Localization and Mapping
Mutual Information for Exploration
Depth Sensing and Perception
A broad range of next-generation applications will be enabled by low-energy, miniature mobile robotics including insect-size flapping wing robots that can help with search and rescue, chip-size satellites that can explore nearby stars, and blimps that can stay in the air for years to provide communication services in remote locations. While the low-energy, miniature actuation, and sensing systems have already been developed in many of these cases, the processors currently used to run the algorithms for autonomous navigation are still energy-hungry. Our research addresses this challenge as well as brings together the robotics and hardware design communities.
We enable efficient computing on various key modules of other autonomous navigation systems including perception, localization, exploration and planning. We also consider the overall system by considering the energy cost of computing in conjunction with actuation and sensing.

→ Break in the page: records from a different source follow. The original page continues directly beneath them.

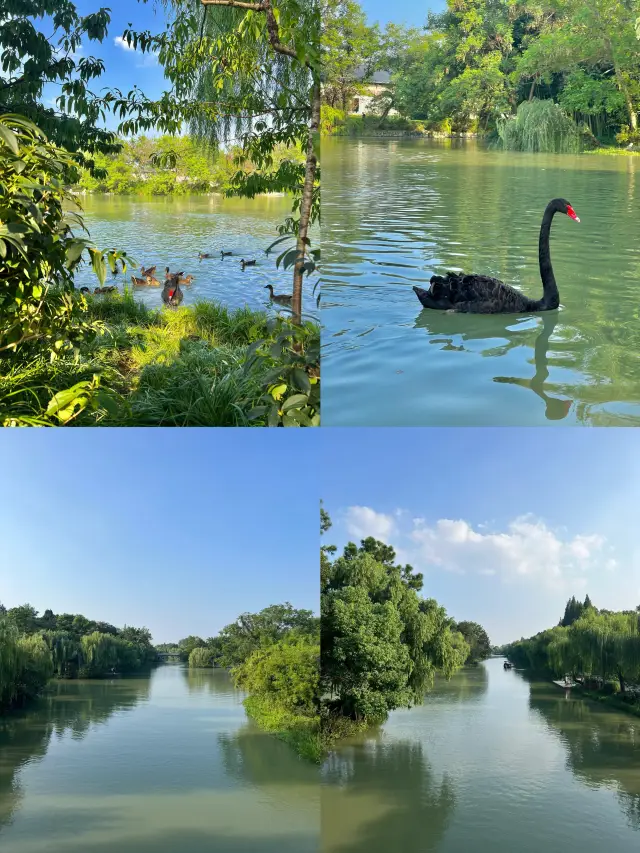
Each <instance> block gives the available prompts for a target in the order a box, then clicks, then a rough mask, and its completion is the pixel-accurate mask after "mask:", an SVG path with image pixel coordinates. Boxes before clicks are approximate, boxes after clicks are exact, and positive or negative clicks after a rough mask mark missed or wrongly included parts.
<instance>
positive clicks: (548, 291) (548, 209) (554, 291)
mask: <svg viewBox="0 0 640 853" xmlns="http://www.w3.org/2000/svg"><path fill="white" fill-rule="evenodd" d="M555 212H556V211H555V208H554V207H553V206H552V205H550V204H549V205H547V209H546V210H545V212H544V216H543V217H542V225H541V226H540V243H539V247H538V258H539V261H540V278H541V279H542V304H543V305H544V307H545V308H547V309H550V308H557V307H558V305H559V304H560V294H559V293H558V285H557V284H556V279H555V276H554V274H553V267H552V266H551V251H550V249H549V235H550V234H551V222H552V220H553V216H554V214H555Z"/></svg>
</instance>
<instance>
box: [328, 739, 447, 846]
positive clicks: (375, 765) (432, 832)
mask: <svg viewBox="0 0 640 853" xmlns="http://www.w3.org/2000/svg"><path fill="white" fill-rule="evenodd" d="M323 776H324V780H325V782H326V783H327V784H326V786H325V787H324V789H323V792H322V849H323V851H326V853H369V852H370V853H378V851H379V853H383V851H389V850H402V851H406V853H416V851H428V850H437V849H438V844H439V843H440V841H441V839H442V836H443V834H444V831H445V829H446V827H447V824H448V822H449V817H450V814H451V812H452V811H453V810H454V808H455V804H456V802H455V786H454V785H453V783H452V781H451V779H450V778H449V777H448V776H447V774H446V773H445V774H443V776H442V778H441V779H440V780H439V781H437V780H436V779H435V778H434V774H433V772H432V770H431V768H430V766H429V763H428V761H427V759H426V756H425V754H424V749H423V747H422V744H421V743H416V742H414V743H412V742H410V741H407V742H402V741H400V742H394V743H393V745H391V746H388V745H386V744H385V743H384V742H381V741H379V740H376V739H374V738H367V739H366V740H365V741H364V742H362V743H357V744H354V745H353V746H350V747H345V748H344V749H341V750H340V753H339V755H333V756H332V757H331V758H330V759H329V760H328V761H327V763H326V765H325V768H324V772H323ZM417 826H421V827H423V828H424V831H422V832H416V827H417Z"/></svg>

Many motion planning and control algorithms aim to design trajectories and controllers that minimize actuation energy. However, in low-energy robotics, computing such trajectories and controls themselves may consume a large amount of energy. We develop algorithms that optimize this trade-off.
Computing mutual information between the map and future measurements is critical to efficient exploration. Unfortunately, mutual information computation is computationally very challenging. We develop new algorithms and hardware for efficient computation of mutual information, and demonstrate real-time computation for the whole map in a reasonably-sized map.
Depth sensing is a critical function for robotic tasks such as localization, mapping and obstacle detection. State-of-the-art single-view depth estimation algorithms are based on fairly complex deep neural networks that are too slow for real-time inference on an embedded platform, for instance, mounted on a micro aerial vehicle. We address the problem of fast depth estimation on embedded systems.
Autonomous navigation of miniaturized robots (e.g., nano/pico aerial vehicles) is currently a grand challenge for robotics research, due to the need for processing a large amount of sensor data (e.g., camera frames) with limited on-board computational resources. We focus on the design of a visual-inertial odometry (VIO) system in which the robot estimates its ego-motion (and a landmark-based map) from on-board camera and IMU data.